Photo : European Union 2011 PE-EP/Pietro Naj-Oleari/Flickr
Photo : European Union 2011 PE-EP/Pietro Naj-Oleari/Flickr

Chaque année, la Société canadienne du sang (SCS) collecte environ 900 000 unités de sang au pays. Soucieuse de la sécurité des transfusés, la SCS a institué des critères d’exclusion pour certains donneurs. Ainsi, les hommes qui ont des rapports sexuels avec d’autres hommes (HSH) peuvent seulement donner du sang une période de cinq ans après leur dernier contact sexuel avec un homme. Étant donné les avancées en technologie médicale et l’évolution des valeurs sociales, nous estimons que cette période d’exclusion doit être réévaluée. Nous jugeons que la période d’exclusion doit être ramenée à un an.

La politique d’exclusion concernant les HSH a d’abord été mise en œuvre en 1983 en tant qu’interdiction permanente, avant d’être réduite à une exclusion de cinq ans en 2013. La politique était motivée par l’augmentation de la prévalence et de l’incidence du VIH chez les HSH, ainsi que par plusieurs contaminations tragiques des réserves nationales de sang dans les années 1970. Interdire à des groupes à risque élevé de donner était sans doute la meilleure méthode pour protéger les réserves de sang à l’époque.

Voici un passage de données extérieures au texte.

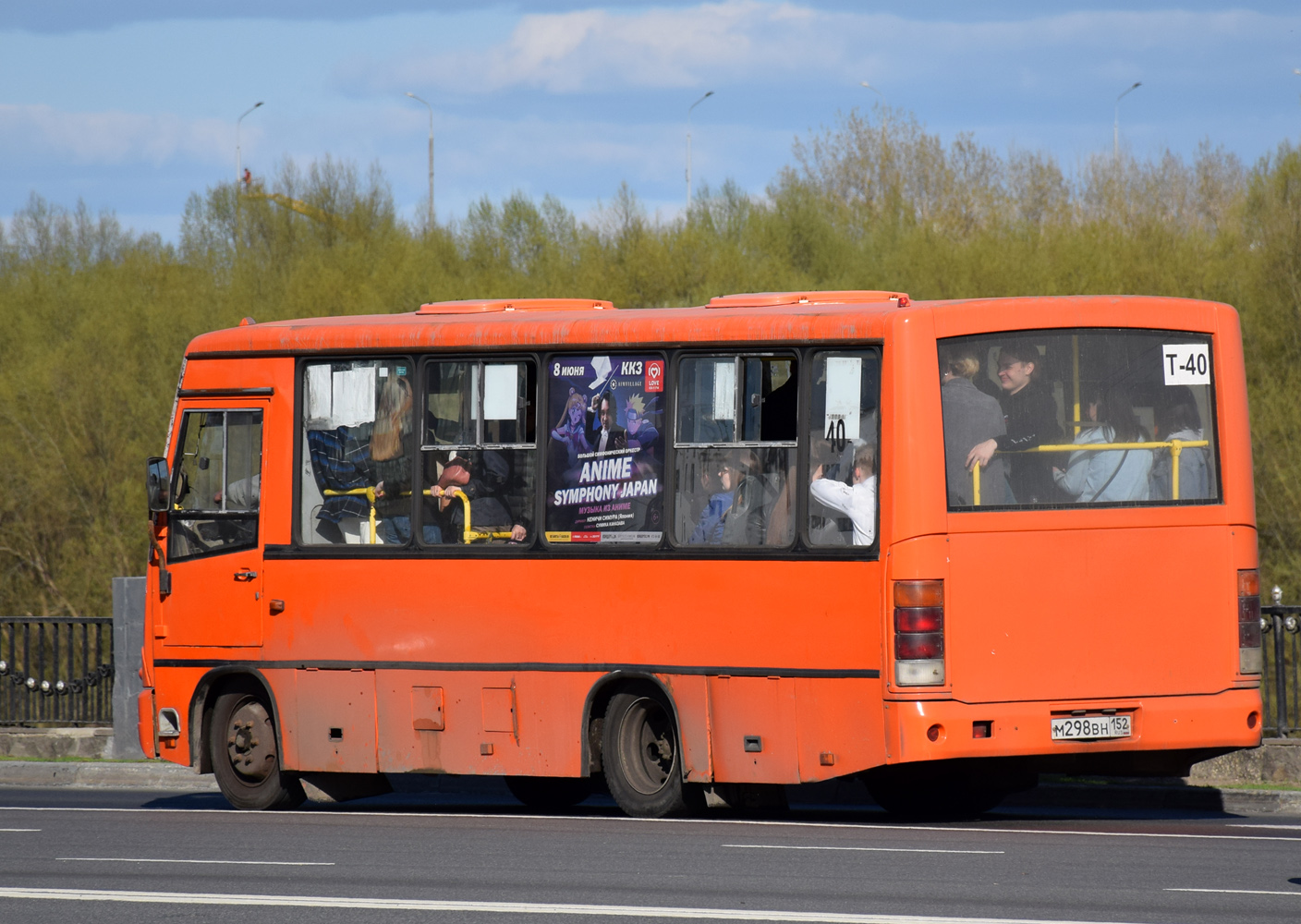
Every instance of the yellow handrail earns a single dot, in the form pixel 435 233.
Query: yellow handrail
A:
pixel 1175 448
pixel 369 493
pixel 468 534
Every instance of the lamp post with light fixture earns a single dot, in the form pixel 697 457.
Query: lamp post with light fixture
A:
pixel 431 153
pixel 688 142
pixel 1115 127
pixel 238 152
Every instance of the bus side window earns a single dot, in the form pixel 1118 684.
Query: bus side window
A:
pixel 844 426
pixel 479 455
pixel 217 483
pixel 738 492
pixel 359 439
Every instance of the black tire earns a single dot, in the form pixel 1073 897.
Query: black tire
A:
pixel 915 792
pixel 245 754
pixel 551 793
pixel 641 757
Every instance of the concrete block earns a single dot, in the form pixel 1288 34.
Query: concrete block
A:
pixel 1276 760
pixel 128 642
pixel 55 743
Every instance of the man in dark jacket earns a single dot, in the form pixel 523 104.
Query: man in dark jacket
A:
pixel 1030 415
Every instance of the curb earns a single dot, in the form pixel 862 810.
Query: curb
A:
pixel 159 774
pixel 1179 798
pixel 107 774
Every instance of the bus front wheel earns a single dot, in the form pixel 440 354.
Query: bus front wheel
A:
pixel 639 751
pixel 245 754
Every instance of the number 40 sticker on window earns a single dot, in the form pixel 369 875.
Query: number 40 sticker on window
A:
pixel 1186 363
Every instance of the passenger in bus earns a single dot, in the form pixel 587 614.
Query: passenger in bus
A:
pixel 734 515
pixel 971 418
pixel 1177 419
pixel 392 445
pixel 857 500
pixel 341 462
pixel 488 487
pixel 1107 475
pixel 1030 418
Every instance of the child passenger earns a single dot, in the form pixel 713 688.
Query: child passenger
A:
pixel 857 501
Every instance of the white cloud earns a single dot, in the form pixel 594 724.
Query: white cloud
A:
pixel 112 137
pixel 778 43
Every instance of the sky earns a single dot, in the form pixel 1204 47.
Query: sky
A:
pixel 131 105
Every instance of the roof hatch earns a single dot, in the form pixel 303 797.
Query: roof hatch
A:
pixel 772 299
pixel 488 306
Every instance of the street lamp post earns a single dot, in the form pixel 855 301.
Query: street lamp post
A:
pixel 431 153
pixel 688 142
pixel 238 153
pixel 1115 127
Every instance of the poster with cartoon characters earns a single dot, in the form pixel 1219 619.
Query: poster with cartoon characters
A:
pixel 605 449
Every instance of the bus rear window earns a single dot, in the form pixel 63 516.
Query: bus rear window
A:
pixel 1058 418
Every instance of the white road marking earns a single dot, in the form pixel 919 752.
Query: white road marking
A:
pixel 498 907
pixel 882 850
pixel 1240 892
pixel 150 859
pixel 835 825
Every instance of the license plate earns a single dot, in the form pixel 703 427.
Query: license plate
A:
pixel 1075 728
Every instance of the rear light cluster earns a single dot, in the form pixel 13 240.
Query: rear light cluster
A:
pixel 918 633
pixel 1249 659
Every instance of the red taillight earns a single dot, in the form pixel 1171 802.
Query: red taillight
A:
pixel 918 620
pixel 1249 656
pixel 918 646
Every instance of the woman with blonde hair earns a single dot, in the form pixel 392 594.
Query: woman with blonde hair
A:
pixel 391 464
pixel 971 417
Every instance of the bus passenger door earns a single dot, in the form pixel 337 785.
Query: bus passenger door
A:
pixel 213 541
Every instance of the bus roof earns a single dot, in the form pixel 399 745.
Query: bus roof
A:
pixel 756 316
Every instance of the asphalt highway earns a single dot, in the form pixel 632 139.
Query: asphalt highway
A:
pixel 108 856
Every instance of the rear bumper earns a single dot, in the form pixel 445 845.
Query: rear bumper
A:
pixel 1222 721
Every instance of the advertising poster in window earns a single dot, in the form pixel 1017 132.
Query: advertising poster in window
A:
pixel 605 449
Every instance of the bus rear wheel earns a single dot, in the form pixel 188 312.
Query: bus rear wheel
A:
pixel 641 759
pixel 549 793
pixel 245 754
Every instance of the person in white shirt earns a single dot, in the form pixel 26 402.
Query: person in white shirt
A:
pixel 857 501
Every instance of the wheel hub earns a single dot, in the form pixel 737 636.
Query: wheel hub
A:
pixel 251 742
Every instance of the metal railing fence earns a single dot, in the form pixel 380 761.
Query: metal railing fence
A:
pixel 1281 677
pixel 56 671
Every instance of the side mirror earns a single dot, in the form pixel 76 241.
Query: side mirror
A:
pixel 158 484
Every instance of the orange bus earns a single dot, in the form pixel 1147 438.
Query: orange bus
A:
pixel 775 539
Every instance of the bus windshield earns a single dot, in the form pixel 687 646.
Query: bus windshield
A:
pixel 1058 418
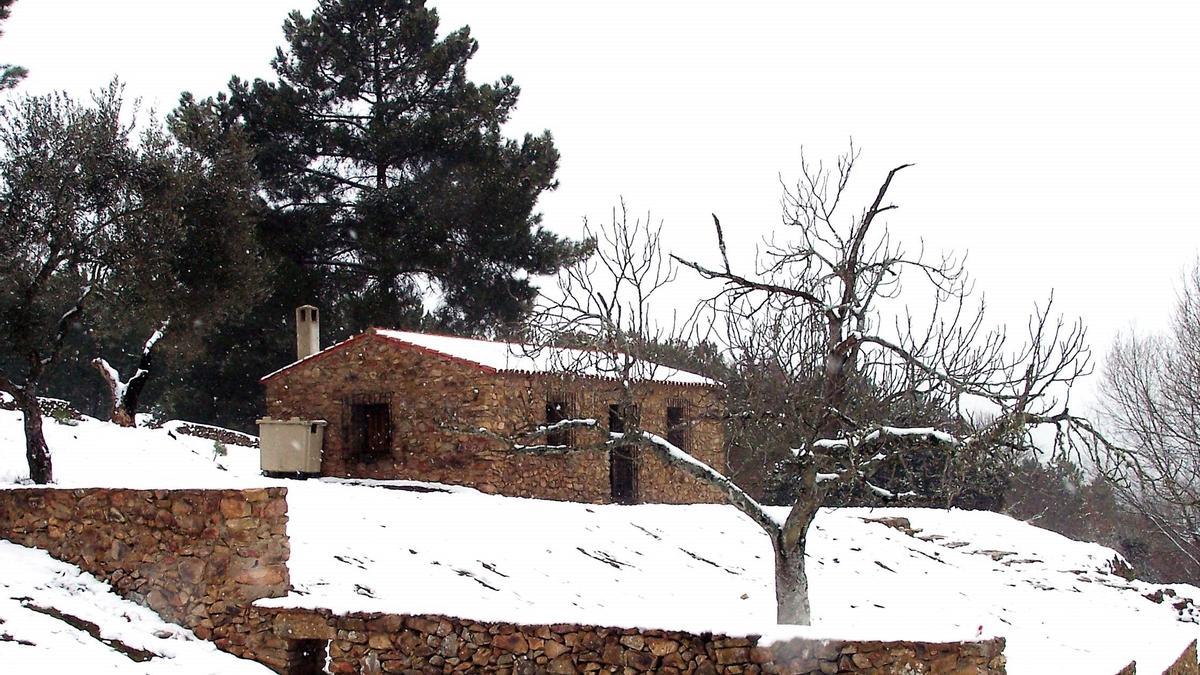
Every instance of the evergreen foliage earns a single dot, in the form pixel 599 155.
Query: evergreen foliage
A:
pixel 389 181
pixel 9 75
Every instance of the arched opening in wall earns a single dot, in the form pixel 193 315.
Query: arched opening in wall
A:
pixel 306 657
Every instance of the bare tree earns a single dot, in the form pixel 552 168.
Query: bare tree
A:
pixel 843 274
pixel 814 310
pixel 1152 407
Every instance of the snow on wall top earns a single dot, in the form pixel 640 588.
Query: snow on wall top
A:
pixel 377 545
pixel 511 357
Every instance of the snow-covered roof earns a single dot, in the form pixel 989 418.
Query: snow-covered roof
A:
pixel 513 357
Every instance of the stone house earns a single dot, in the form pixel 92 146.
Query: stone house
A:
pixel 396 405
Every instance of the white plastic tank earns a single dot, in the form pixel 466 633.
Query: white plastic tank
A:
pixel 291 446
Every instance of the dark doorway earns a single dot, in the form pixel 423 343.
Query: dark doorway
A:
pixel 622 473
pixel 306 657
pixel 622 467
pixel 371 428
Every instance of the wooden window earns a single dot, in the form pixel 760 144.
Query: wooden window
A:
pixel 677 424
pixel 370 426
pixel 306 657
pixel 557 410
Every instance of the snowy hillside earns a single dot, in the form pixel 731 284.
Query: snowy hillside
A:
pixel 412 548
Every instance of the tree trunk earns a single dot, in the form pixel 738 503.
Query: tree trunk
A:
pixel 37 453
pixel 791 587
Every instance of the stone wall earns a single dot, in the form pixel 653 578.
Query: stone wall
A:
pixel 198 557
pixel 1186 664
pixel 427 394
pixel 382 643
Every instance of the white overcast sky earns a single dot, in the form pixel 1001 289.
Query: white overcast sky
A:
pixel 1055 142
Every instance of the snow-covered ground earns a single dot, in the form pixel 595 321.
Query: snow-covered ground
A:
pixel 414 548
pixel 57 619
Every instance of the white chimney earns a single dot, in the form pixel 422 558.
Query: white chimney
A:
pixel 307 332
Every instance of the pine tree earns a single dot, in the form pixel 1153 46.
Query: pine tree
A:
pixel 389 174
pixel 9 75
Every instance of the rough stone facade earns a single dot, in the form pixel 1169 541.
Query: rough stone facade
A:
pixel 431 395
pixel 1186 664
pixel 387 643
pixel 198 557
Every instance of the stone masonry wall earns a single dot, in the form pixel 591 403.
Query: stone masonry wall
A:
pixel 198 557
pixel 429 394
pixel 384 643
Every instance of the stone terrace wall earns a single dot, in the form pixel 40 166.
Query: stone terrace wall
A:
pixel 198 557
pixel 381 643
pixel 1186 664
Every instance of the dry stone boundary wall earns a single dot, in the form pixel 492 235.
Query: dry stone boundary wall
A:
pixel 198 557
pixel 388 643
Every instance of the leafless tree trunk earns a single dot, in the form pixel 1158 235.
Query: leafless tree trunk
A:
pixel 124 395
pixel 825 288
pixel 840 276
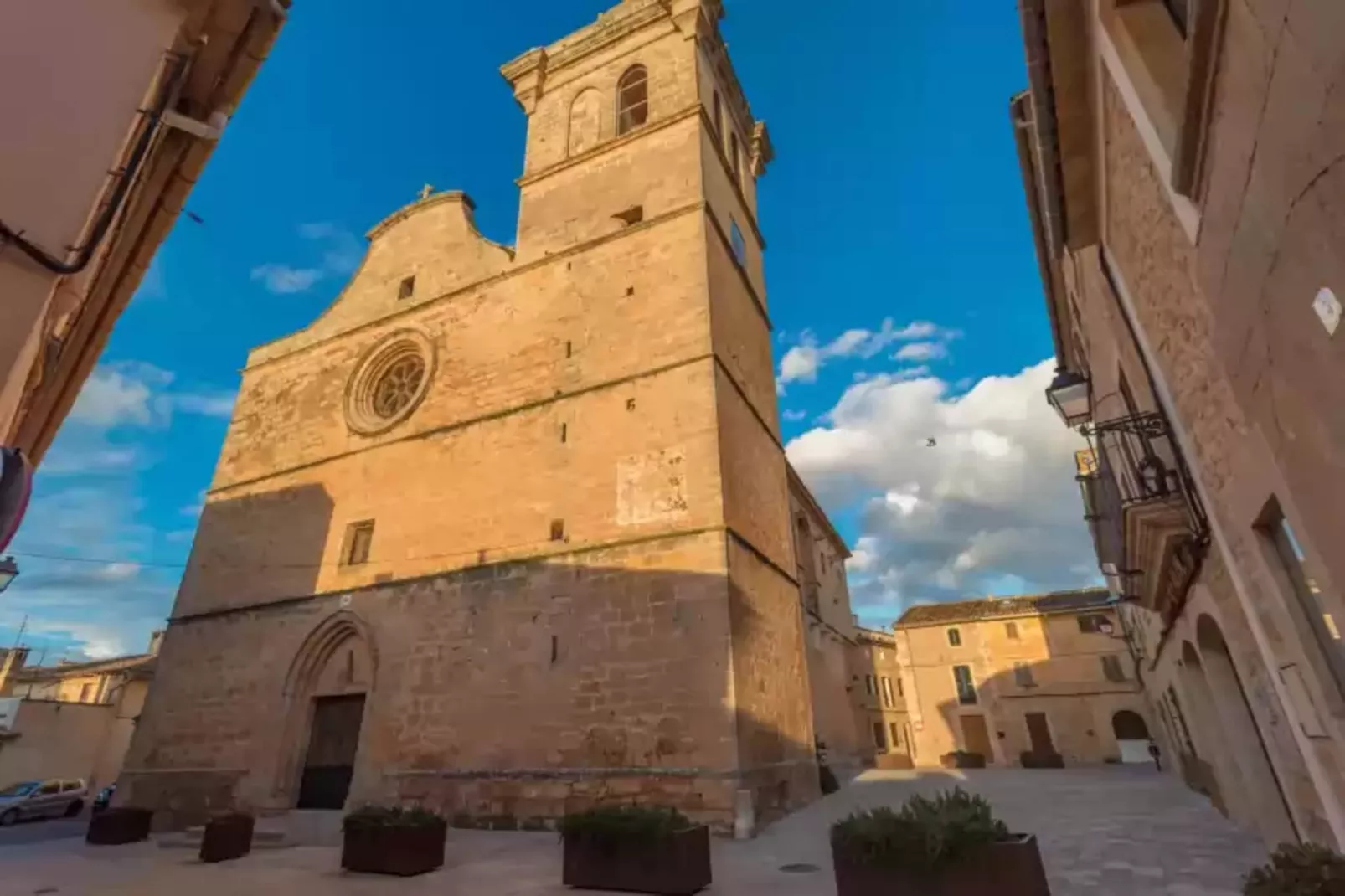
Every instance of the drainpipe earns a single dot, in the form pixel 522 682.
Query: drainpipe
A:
pixel 119 193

Or, la situation actuelle diffère radicalement de celle au moment de l’entrée en vigueur de cette politique. Le profil démographique concernant le VIH a beaucoup changé (en 2011, par exemple, le contact hétérosexuel représentait 37 % des nouvelles infections). De plus, l’amélioration considérable des outils de dépistage pour le don de sang permet maintenant une sensibilité et une spécificité entre 99 et 100 %. Le test des acides nucléiques a réduit la période de séroconversion de 3-6 mois à 2-3 semaines et a amélioré d’autant les examens. Les risques que du sang contaminé entre dans la réserve de sang sont maintenant si faibles qu’ils ne sont pas mesurables directement et doivent être calculés avec des modèles mathématiques. Avec une période d’exclusion d’un an, le risque additionnel resterait encore bien en deçà du seuil de risque admis actuellement pour la réserve de sang.

À l’échelle internationale, plusieurs politiques similaires ont été mises en place. Le Royaume-Uni et l’Australie, entre autres, ont récemment introduit une politique d’exclusion d’un an, tandis que l’Italie, le Mexique et l’Espagne ont recours à une stratification des risques individuels sans exclusion précise pour les HSH. Depuis l’adoption de ces politiques, les données recueillies dans ces pays révèlent qu’il n’y a pas eu d’augmentation du risque de contamination par le VIH de la réserve de sang comparativement à une période d’exclusion de cinq ans ou permanente, et par conséquent que cela ne posait aucun risque supplémentaire pour les transfusés. Par ailleurs, des travaux de recherche menés en Australie ont démontré une observance presque parfaite (99,7 %) de la nouvelle politique par les HSH. Bien que nous soyons d’avis que l’évaluation des risques individuels et la fin de toute forme de discrimination à l’endroit de la population HSH par la banque de sang devraient être prises en considération, les données existantes pour étayer la sécurité de cette politique sont insuffisantes.

Jeremy Cygler, Maxime Billick, Bellal Jubran et Gabriel Devlin sont étudiants en 2e année de médecine à l’Université McGill.